After completing his own certification in 2009 Robert spent the next eight years developing the Sound Coaching Program, refining the techniques he was taught and developing a series of learning acronyms and anagrams, along with the Sound Anatomy of Self, the Model for Perception, and the SOUND Method for coaches. Using those tools and his personal experiences in the financial industry he has produced a holistic coaching experience designed to combat the realities of the current economic climate and navigate the changes that threaten the normalcy of the financial field.

Far too often the power of coaching is lost in the generalization and existential focuses which hold the profession back. The Sound Coaching program circumvents those innate fallacies by grounding itself in providing our clients with a firm fiscal understanding in addition to the emotional intellect and reflective problem-solving skills that coaching provides. This brings us to the reasons that it is so essential to put coaching into the hands of financial professionals.

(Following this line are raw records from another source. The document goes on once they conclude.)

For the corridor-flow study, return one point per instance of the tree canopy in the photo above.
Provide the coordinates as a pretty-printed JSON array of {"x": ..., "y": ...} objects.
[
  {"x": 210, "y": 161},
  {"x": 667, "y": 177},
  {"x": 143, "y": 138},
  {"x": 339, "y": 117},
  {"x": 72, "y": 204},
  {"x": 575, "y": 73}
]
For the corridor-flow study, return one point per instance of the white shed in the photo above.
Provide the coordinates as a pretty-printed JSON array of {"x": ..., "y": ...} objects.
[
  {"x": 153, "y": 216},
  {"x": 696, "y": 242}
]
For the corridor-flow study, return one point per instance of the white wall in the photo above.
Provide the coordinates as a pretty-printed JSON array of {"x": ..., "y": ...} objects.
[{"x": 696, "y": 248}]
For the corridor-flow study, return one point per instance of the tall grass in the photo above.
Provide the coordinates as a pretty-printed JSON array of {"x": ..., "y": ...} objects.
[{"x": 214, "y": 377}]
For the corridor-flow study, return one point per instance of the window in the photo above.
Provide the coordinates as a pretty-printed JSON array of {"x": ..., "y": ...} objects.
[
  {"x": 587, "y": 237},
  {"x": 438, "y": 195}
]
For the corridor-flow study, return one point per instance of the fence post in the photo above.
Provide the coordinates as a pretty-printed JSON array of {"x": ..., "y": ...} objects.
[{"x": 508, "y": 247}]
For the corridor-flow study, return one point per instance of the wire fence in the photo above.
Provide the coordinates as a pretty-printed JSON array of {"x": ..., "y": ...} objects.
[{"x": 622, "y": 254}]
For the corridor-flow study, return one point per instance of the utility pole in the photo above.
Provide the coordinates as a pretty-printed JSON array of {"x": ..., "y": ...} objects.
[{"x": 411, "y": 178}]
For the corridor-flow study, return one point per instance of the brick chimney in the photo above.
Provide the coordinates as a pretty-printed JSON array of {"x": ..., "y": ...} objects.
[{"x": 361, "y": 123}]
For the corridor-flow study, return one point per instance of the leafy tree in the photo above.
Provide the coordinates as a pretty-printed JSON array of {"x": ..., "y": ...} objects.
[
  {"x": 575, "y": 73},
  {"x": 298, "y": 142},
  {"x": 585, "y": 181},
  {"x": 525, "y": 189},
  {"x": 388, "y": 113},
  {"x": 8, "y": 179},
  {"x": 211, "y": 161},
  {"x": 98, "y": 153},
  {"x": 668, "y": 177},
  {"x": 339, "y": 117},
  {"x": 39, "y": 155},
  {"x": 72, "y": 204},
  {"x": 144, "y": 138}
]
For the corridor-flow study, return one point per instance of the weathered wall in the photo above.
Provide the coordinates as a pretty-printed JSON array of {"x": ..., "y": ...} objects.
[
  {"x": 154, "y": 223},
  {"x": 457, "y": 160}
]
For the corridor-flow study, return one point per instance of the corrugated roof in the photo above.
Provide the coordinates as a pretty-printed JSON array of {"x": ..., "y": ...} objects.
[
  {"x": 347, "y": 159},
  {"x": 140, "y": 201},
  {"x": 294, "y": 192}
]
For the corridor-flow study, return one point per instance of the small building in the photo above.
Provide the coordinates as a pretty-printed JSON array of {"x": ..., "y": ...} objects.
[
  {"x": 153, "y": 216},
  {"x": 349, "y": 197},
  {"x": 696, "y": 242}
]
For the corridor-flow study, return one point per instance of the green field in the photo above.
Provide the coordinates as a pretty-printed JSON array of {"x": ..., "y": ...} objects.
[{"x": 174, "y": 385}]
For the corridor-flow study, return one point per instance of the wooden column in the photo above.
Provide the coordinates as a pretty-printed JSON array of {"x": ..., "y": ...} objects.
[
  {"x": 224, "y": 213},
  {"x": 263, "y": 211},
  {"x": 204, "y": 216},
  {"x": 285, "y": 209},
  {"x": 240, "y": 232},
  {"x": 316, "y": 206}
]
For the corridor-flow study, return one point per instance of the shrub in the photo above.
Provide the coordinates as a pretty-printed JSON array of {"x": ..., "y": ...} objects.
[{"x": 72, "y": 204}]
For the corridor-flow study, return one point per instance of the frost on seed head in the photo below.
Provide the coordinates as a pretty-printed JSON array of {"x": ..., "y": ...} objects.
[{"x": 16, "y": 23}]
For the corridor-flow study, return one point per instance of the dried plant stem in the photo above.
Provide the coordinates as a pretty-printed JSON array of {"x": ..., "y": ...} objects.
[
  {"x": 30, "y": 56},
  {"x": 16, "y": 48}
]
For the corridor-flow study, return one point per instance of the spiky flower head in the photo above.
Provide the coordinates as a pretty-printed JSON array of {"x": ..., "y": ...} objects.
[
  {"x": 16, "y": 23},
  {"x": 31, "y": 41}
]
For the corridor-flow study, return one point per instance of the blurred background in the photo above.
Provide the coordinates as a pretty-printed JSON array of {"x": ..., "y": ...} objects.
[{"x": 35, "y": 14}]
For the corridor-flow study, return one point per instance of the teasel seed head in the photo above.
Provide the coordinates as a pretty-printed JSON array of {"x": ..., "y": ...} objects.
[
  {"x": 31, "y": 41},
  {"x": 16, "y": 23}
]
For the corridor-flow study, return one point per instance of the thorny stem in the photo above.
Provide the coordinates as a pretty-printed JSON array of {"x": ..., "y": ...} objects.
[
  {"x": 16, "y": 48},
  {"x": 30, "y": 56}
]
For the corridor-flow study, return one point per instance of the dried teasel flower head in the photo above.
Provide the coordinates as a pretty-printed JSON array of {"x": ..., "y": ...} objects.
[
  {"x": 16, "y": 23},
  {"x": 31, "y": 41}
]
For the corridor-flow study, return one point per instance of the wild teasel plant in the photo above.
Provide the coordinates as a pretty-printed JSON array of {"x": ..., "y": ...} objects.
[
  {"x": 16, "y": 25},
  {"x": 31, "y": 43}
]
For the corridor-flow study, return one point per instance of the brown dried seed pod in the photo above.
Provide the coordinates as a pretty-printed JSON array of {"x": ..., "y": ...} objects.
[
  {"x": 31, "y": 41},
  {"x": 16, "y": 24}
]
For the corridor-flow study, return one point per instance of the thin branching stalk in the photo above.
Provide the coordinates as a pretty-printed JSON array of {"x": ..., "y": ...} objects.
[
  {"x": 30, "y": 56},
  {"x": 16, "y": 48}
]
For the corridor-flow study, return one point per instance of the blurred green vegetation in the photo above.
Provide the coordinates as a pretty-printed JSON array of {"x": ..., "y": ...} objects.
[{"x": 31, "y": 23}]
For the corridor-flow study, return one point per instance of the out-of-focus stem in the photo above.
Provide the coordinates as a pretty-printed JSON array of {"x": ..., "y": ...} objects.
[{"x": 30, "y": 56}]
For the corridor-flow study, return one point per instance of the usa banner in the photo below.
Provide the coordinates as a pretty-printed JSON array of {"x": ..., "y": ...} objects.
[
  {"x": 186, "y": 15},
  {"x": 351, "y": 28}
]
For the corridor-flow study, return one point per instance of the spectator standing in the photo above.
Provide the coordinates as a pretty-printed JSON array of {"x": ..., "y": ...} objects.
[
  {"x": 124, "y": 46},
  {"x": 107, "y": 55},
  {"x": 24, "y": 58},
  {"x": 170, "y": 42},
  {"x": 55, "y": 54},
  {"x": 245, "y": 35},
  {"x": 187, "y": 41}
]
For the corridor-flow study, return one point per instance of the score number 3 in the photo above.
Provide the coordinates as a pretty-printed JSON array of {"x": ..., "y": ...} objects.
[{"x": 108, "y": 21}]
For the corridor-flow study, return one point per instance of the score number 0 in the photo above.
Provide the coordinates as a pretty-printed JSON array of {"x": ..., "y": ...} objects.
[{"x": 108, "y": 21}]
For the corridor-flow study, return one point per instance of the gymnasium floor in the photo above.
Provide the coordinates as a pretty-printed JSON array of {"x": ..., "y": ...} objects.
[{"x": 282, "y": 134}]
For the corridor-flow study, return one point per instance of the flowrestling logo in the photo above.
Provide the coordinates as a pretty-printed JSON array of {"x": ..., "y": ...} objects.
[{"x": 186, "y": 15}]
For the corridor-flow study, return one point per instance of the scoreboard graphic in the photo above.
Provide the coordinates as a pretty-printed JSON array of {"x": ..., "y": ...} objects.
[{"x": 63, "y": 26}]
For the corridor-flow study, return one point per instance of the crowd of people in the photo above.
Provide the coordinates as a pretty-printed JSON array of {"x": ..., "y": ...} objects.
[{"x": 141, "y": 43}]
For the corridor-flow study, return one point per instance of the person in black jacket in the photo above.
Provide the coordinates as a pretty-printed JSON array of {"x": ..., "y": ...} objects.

As financial planners you are uniquely qualified to help your clients on multiple levels. The best financial planners already use coaching with their clients whether they know it or not. In your practice you understand the importance of talking with your clients. If you were simply interested in numbers you would be an accountant. But a financial planner is more than that. You chose to work with people. You're a people person. You enjoy engaging with your clients and really helping them. You don't just invest you investigate. You delve into what your clients actually need and want. You do this with not only budgeting cash flow and sound investments but with the power of storytelling, an understanding of human needs, and by playing to individual values. You take the time to get to know your clients and what makes each one tick. Coaching allows you to access these natural talents more deeply and productively. It complements our profession so succinctly it would be irresponsible not to include it in our practice

Our world is crying out for understanding and meaning, we need it. It is a need as real and consuming as water, as food, as sleep and without it -we die. We die, perhaps not literally but certainly spiritually. There is no denying the desire for even the most basic of coaching principles in our everyday lives. People flock to motivational speakers and “gurus” en masse, paying exorbitant amount of money just to feel heard, simply to feel understood. Why? It speaks to a true lacking in our everyday interactions and a universal understanding that human connection is everything. The ability to express ourselves to our peers has been the driving force of civilization since its conception. Art, music, language itself, all arose from our struggle for recognition.

Though motivational speakers and sponsors do address this need, they are sorely lacking in fundamentals and hone positivity and visioning without tackling the core of the issue, which is how you're going to get there. While we are constantly questioned on what we want to be, who we want to be is not something that is usually examined, and outside of what we do, who we are is essentially ignored.

Fortunately, there's a growing movement to implement these teachings in a variety of professions. Early education, therapy, corrections, and healthcare have all seen an increased awareness to the value of coaching. Business coaching has been used and reserved for corporations for more than half a century, helping companies grow exponentially and create innovative environments for their staff to thrive. However, there is an overwhelming gap in the way the coaching method is broadcast. Outside of grade school coaching isn't utilized by the general public, even then it is a watered down, more digestible version, that gives a very limited understanding of the core competencies. After that, it is the burden of the individual to seek out professional aid for their lives. Therapy, mentoring, coaching, financial planning, these are all specialized services that require specific circumstances to be sought after. Therapy and mentoring are reserved for those who are unwell or feel overwhelmed in their daily lives. Financial services are normally reserved for people who perceive they can afford it, and come from an environment that recognizes, facilitates, and utilizes the benefits of such services.